He cited a recent parliamentary election debate in which seven candidates were given three minutes to respond to each question, leaving time for only three questions. In other countries, some political parties and incumbent presidents have been reluctant to participate in debates.

Most watched on Tuesday will be the town-hall style debate format slated for the second US presidential debates in which the opponents will field questions from about a dozen undecided voters in addition to the moderator, CNN’s Candy Crowley.

“We’re all very interested in seeing just how this town-hall format works,” said Trevar Fearon, advisor to the Jamaica Debates Commission.

In Jamaica, like Ghana and Nigeria, where debates grew more popular over the past decade, less bloodshed was reported on Election Day. That’s because instead of campaigns attacking personalities, the debates force candidates to take specific stances on issues for which they can later be held accountable.

Candidates that refuse to participate often pay the political price.
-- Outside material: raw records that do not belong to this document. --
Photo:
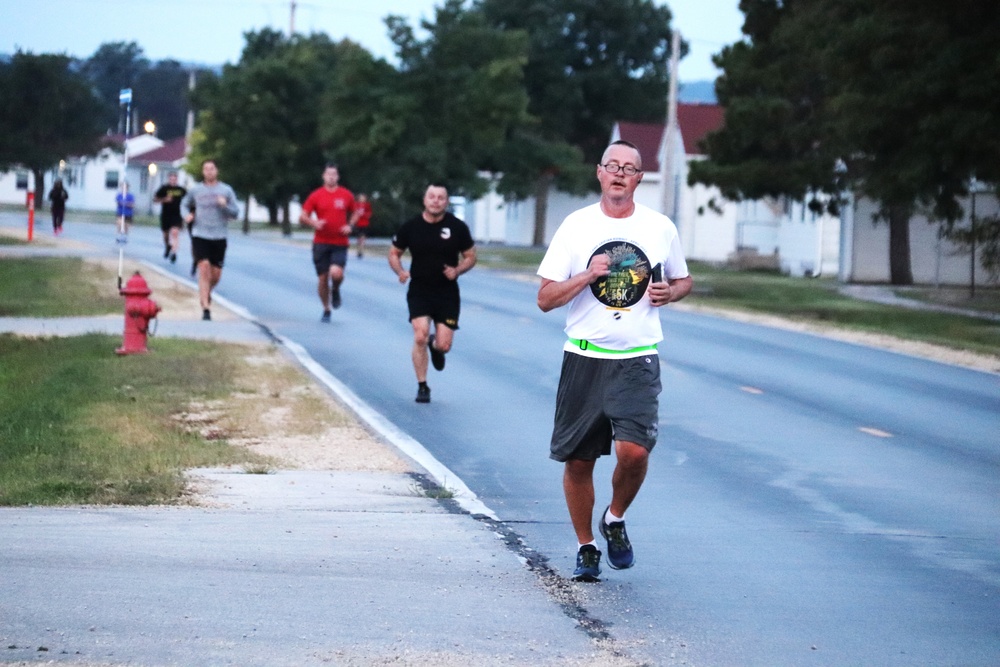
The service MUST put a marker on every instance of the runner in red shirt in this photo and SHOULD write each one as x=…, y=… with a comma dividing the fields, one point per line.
x=331, y=204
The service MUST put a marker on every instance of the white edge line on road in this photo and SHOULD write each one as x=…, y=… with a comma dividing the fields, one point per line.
x=409, y=446
x=447, y=479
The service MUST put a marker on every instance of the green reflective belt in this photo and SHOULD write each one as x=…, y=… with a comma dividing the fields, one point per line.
x=585, y=345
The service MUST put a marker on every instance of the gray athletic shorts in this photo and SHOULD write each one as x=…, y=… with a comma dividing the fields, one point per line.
x=601, y=400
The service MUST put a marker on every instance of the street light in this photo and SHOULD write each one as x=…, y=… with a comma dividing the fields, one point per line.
x=974, y=188
x=152, y=168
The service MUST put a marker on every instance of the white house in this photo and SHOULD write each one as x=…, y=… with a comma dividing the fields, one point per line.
x=783, y=233
x=933, y=260
x=91, y=181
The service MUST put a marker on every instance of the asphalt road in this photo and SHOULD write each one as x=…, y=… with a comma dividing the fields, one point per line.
x=810, y=501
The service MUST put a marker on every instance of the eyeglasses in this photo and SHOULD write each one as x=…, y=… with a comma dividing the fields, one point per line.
x=614, y=168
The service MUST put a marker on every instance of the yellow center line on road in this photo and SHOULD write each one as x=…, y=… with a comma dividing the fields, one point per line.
x=878, y=433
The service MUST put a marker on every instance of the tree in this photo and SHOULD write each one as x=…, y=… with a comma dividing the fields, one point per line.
x=441, y=117
x=259, y=119
x=887, y=98
x=161, y=92
x=590, y=63
x=47, y=112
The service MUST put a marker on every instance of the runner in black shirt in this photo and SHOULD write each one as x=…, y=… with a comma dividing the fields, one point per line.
x=441, y=249
x=169, y=197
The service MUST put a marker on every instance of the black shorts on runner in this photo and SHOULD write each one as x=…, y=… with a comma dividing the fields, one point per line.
x=214, y=250
x=167, y=225
x=326, y=255
x=441, y=304
x=602, y=400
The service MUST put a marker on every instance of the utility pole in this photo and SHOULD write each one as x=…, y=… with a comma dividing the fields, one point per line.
x=667, y=168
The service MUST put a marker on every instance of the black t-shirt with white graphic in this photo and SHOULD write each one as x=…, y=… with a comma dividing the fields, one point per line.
x=433, y=246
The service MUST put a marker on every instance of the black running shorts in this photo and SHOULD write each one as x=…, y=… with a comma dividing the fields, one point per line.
x=214, y=250
x=440, y=302
x=326, y=255
x=602, y=400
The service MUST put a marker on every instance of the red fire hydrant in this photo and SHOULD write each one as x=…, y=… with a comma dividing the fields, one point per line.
x=139, y=310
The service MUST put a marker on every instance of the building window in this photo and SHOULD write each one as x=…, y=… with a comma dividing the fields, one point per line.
x=71, y=177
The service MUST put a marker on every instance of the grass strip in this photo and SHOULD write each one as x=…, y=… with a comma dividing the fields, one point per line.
x=56, y=287
x=81, y=424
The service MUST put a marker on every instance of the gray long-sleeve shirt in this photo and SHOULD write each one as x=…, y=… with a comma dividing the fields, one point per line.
x=210, y=219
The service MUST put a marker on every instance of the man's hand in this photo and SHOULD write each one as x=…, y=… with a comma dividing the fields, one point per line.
x=600, y=266
x=660, y=294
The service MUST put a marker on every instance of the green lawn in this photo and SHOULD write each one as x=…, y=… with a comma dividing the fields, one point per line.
x=81, y=424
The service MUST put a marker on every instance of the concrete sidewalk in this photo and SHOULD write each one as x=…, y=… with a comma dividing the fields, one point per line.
x=290, y=568
x=293, y=568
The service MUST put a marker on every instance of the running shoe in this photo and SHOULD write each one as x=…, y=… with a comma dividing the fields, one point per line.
x=620, y=554
x=437, y=356
x=588, y=564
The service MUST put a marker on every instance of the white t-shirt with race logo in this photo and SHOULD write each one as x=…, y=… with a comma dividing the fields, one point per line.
x=615, y=313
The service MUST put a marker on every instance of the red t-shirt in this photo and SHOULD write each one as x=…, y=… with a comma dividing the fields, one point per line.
x=333, y=206
x=366, y=214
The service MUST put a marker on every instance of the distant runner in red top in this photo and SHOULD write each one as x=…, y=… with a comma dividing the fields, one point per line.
x=331, y=204
x=361, y=228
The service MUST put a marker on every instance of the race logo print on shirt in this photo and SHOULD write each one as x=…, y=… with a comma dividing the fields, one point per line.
x=630, y=274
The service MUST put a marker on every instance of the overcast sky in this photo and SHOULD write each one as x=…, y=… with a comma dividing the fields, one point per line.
x=211, y=31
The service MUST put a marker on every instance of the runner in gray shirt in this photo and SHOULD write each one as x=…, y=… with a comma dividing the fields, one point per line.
x=210, y=206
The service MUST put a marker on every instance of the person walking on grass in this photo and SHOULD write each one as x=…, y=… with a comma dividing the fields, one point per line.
x=614, y=263
x=210, y=205
x=332, y=212
x=57, y=199
x=125, y=207
x=441, y=249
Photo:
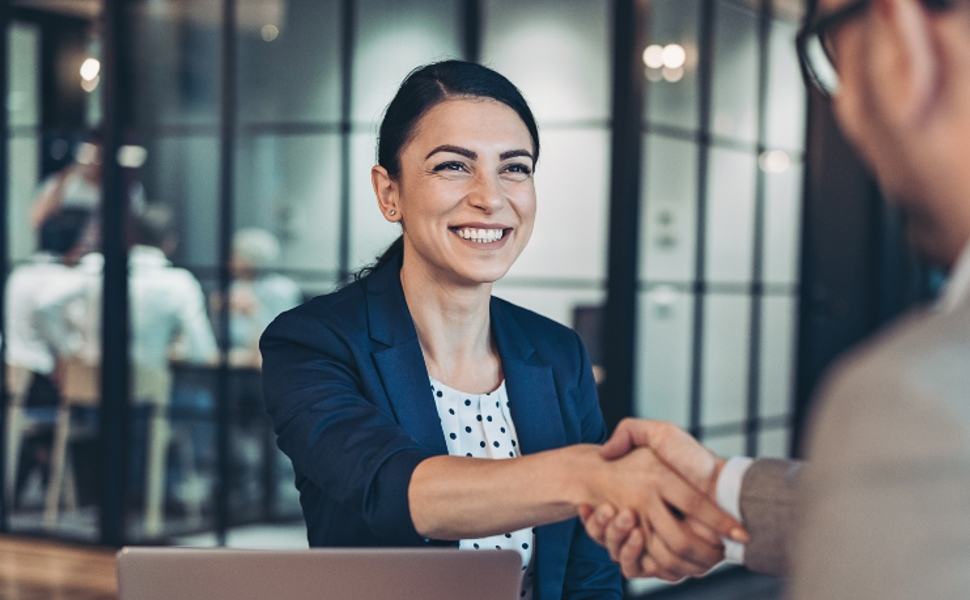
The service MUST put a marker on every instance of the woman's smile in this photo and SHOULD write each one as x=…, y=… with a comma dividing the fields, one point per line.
x=483, y=236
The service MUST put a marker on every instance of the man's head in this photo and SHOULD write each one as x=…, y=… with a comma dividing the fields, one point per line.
x=903, y=100
x=154, y=226
x=61, y=232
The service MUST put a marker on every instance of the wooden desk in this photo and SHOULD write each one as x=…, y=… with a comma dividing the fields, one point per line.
x=36, y=569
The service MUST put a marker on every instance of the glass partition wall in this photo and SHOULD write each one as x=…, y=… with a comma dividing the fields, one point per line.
x=248, y=129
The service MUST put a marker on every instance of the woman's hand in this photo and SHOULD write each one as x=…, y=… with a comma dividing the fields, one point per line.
x=655, y=500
Carolina Calderon Guillot, executive director of the Bolivar Political Debates in Colombia, said a leading mayoral candidate took a hit in the polls when an empty chair was saved for him on stage beside his six opponents.

“This had a very big impact on this candidate,” she said. “And, of course, this candidate participated in the next debate.”
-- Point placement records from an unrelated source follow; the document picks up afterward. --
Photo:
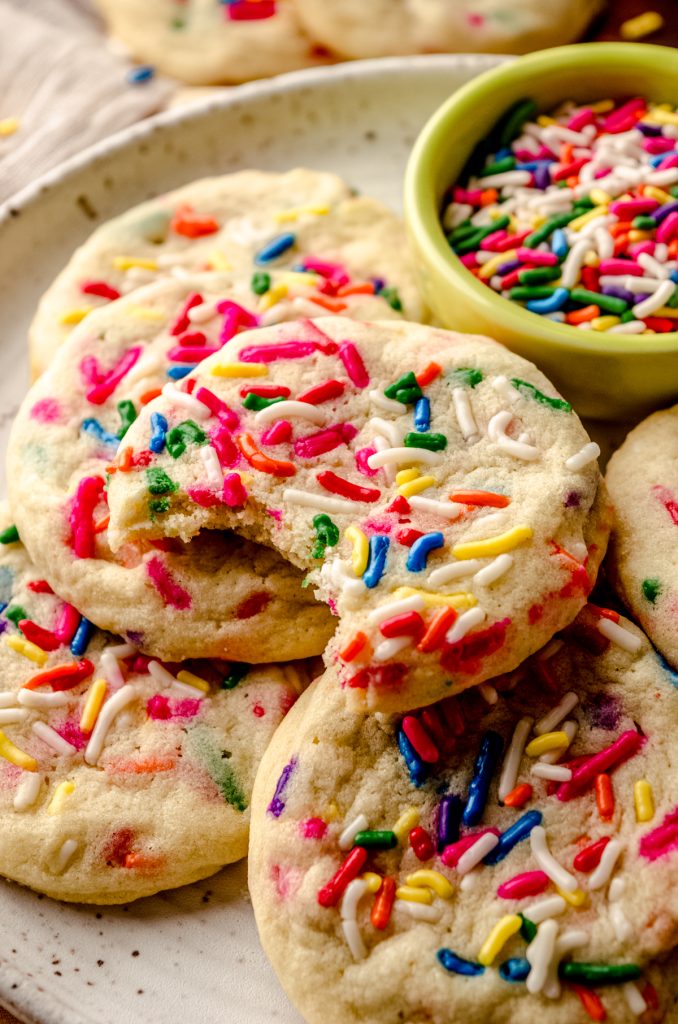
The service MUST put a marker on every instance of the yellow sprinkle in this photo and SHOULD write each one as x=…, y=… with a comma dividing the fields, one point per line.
x=498, y=938
x=408, y=820
x=297, y=211
x=578, y=898
x=14, y=756
x=549, y=741
x=61, y=794
x=191, y=680
x=415, y=486
x=75, y=315
x=644, y=801
x=461, y=600
x=127, y=262
x=413, y=894
x=8, y=126
x=28, y=649
x=373, y=880
x=494, y=545
x=93, y=701
x=432, y=880
x=241, y=370
x=361, y=551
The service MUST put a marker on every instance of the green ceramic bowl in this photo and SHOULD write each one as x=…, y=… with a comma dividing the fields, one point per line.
x=606, y=376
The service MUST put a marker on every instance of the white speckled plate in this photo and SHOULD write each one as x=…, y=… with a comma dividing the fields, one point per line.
x=191, y=956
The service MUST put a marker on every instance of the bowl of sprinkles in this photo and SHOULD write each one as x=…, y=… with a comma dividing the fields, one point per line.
x=542, y=202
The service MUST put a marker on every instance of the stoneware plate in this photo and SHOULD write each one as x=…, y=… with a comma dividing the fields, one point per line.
x=191, y=955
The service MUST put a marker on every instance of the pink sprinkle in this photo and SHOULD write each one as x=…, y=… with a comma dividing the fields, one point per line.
x=528, y=884
x=353, y=364
x=312, y=828
x=46, y=411
x=170, y=591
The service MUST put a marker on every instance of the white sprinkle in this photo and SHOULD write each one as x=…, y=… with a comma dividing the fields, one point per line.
x=514, y=753
x=52, y=738
x=491, y=573
x=403, y=455
x=454, y=571
x=449, y=510
x=554, y=773
x=212, y=465
x=582, y=458
x=414, y=603
x=389, y=648
x=464, y=624
x=325, y=504
x=350, y=832
x=610, y=855
x=623, y=638
x=388, y=404
x=467, y=424
x=548, y=863
x=27, y=791
x=112, y=708
x=471, y=857
x=554, y=717
x=282, y=410
x=550, y=906
x=65, y=855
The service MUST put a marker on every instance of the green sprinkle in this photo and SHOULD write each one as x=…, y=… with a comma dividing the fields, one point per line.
x=260, y=283
x=238, y=672
x=599, y=974
x=651, y=590
x=606, y=302
x=9, y=536
x=528, y=390
x=127, y=417
x=14, y=613
x=376, y=840
x=434, y=442
x=160, y=482
x=184, y=433
x=256, y=402
x=328, y=535
x=465, y=377
x=406, y=389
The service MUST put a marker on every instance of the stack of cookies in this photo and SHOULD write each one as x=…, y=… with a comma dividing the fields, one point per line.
x=244, y=451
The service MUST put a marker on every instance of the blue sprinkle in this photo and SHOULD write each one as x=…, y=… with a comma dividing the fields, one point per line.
x=82, y=637
x=550, y=305
x=515, y=969
x=94, y=428
x=276, y=248
x=457, y=965
x=422, y=415
x=377, y=563
x=518, y=830
x=158, y=432
x=415, y=765
x=421, y=549
x=492, y=745
x=141, y=74
x=177, y=373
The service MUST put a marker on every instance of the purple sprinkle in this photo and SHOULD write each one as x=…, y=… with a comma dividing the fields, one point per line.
x=277, y=806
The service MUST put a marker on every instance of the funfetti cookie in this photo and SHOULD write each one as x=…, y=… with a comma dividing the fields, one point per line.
x=380, y=28
x=248, y=223
x=438, y=492
x=221, y=596
x=643, y=484
x=504, y=860
x=207, y=42
x=119, y=775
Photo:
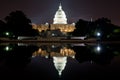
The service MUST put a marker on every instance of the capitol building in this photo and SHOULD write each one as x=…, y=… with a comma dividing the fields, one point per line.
x=60, y=27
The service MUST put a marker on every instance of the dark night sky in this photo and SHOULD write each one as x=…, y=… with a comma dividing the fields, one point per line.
x=41, y=11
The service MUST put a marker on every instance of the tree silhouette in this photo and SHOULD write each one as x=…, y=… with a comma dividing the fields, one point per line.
x=19, y=24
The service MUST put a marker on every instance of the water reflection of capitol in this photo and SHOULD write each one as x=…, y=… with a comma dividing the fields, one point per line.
x=59, y=57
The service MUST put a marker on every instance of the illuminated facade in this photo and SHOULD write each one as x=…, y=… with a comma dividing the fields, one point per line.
x=59, y=23
x=59, y=57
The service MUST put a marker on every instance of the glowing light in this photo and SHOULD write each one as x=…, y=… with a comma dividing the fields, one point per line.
x=98, y=34
x=7, y=48
x=98, y=48
x=7, y=33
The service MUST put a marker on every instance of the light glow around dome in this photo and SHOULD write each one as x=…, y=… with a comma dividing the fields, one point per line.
x=60, y=16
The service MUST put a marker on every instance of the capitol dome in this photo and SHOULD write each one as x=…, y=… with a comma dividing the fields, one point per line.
x=60, y=16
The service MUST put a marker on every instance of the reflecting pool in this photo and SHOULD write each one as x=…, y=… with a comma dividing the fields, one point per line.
x=60, y=61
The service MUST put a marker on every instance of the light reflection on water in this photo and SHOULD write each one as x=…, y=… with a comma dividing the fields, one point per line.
x=60, y=60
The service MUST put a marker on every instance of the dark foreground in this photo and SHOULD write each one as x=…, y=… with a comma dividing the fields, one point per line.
x=87, y=64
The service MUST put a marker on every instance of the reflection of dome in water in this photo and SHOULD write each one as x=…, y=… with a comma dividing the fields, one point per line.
x=60, y=63
x=60, y=17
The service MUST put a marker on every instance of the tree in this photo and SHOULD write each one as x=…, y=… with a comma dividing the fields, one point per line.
x=19, y=24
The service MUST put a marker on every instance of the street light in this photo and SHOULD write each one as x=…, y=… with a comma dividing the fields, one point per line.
x=98, y=34
x=7, y=33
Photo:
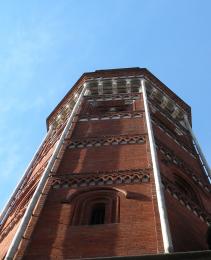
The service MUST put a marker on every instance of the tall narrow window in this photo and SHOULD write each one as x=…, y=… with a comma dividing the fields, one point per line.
x=97, y=214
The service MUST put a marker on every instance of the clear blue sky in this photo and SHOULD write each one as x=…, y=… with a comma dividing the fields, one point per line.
x=46, y=45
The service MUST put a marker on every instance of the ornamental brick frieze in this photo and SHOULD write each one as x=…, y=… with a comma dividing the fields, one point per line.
x=131, y=96
x=4, y=231
x=63, y=111
x=107, y=140
x=173, y=136
x=187, y=202
x=111, y=115
x=169, y=157
x=166, y=104
x=118, y=177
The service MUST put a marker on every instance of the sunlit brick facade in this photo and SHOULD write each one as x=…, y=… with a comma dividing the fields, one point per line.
x=102, y=196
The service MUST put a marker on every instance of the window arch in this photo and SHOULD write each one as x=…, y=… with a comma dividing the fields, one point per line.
x=95, y=207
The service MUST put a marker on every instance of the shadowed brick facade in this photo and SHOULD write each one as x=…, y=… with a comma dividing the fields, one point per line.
x=100, y=197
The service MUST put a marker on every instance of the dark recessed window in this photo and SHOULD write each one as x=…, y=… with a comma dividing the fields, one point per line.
x=97, y=214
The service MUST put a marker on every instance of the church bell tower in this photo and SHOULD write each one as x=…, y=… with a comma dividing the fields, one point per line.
x=119, y=173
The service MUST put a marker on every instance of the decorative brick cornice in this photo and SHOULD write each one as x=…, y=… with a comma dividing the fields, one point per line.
x=118, y=177
x=111, y=116
x=115, y=73
x=131, y=96
x=107, y=140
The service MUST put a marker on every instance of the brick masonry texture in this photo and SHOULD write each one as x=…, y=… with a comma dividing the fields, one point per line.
x=61, y=229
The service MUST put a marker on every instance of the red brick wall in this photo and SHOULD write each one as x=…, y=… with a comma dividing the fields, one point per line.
x=138, y=230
Aside from empty chairs, the delegates noted other themes in the current US presidential debate that can be found abroad, such as the debate organizers being accused of bias and facing headaches from campaign lawyers trying to sway the format. But all face unique issues.
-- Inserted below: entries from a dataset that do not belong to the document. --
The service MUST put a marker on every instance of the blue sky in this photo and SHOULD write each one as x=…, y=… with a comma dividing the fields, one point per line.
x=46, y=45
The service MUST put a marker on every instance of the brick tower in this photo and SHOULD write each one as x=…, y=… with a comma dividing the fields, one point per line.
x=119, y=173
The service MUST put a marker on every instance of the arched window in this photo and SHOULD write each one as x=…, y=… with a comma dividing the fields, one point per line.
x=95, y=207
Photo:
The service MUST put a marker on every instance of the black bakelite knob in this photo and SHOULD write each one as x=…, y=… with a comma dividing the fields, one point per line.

Fearon, of Jamaica’s commission, said the prime minister can set elections with only four weeks’ notice on a whim, leaving limited time to iron out the logistics.

“We can try to read the tea leaves, but we will not know when the elections will be held,” he said. On the upside, participation is on the rise. He added: “It is becoming more and more difficult for the political parties to deicide that they will not debate.”